La scansione nelle quattro ère cicliche, e la nostra collocazione nel Kali Yuga, sono simboliche. Quest’ultimo [come pure le tre ère che lo precedono nel ciclo] non è un periodo storico ma bensì una condizione dell’anima, uno stato ontologico atemporale sempre presente.
Certo nei periodi - come il nostro - in cui una civiltà è in decadenza, e la misura del valore diventano il denaro, il piacere, il potere, l’ego, ecc., è più difficile condurre una vita in conformità con lo Spirito. Ma penso sia sempre possibile, attraverso il “distacco” mistico.
Concordo dunque con Plotino: in ogni tempo è possibile ricongiungersi con Dio; le altre questioni mi sembrano espedienti per riaffermare l’ego.

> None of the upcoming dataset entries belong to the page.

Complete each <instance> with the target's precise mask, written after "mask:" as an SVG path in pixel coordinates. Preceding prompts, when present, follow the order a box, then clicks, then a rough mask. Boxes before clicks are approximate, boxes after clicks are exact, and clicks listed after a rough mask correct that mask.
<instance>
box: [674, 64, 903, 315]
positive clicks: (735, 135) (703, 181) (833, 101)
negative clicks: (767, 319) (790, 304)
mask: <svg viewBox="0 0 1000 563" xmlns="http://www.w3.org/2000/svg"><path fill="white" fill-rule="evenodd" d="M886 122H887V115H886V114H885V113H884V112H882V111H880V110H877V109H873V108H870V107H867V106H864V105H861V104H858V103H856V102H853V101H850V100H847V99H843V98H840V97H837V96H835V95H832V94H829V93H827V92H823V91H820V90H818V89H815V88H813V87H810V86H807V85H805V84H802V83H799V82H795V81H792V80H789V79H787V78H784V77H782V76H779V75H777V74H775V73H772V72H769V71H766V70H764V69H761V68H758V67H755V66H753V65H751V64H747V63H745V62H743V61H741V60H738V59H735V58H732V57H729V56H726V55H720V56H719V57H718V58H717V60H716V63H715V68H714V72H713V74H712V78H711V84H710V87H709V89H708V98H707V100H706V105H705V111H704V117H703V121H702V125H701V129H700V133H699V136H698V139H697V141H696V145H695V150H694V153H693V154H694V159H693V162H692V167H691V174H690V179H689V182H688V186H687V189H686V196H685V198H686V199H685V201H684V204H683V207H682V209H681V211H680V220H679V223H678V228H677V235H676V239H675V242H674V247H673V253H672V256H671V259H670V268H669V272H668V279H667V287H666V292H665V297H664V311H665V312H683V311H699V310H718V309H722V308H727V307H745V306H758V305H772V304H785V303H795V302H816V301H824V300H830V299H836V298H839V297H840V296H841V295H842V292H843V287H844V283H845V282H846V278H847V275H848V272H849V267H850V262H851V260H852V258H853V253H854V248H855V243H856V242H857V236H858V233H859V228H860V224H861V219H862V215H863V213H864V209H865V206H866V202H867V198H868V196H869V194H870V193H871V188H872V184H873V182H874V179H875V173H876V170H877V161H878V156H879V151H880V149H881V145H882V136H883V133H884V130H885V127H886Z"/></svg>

Si pensi agli eccessi cui giunge talvolta il Tantrismo shivaita [molto affine in questo ai Misteri dionisiaci]: orgiasmo, prostituzione sacra, sacrifici cruenti, omofagia, antropofagia; tutte manifestazioni secondo me più “sataniche” [nel senso di divisive] che mistiche [cioè unitive].
Non dico che non sia importante assumere il controllo della nostra mente e del nostro corpo [anzi nel mio libro dico proprio questo]; solo che non credo che questo possa realizzarsi attraverso riti e iniziazioni, ma bensì tramite la costante presenza [o attenzione consapevole, cioè precisamente la contemplazione costante di cui parla Plotino].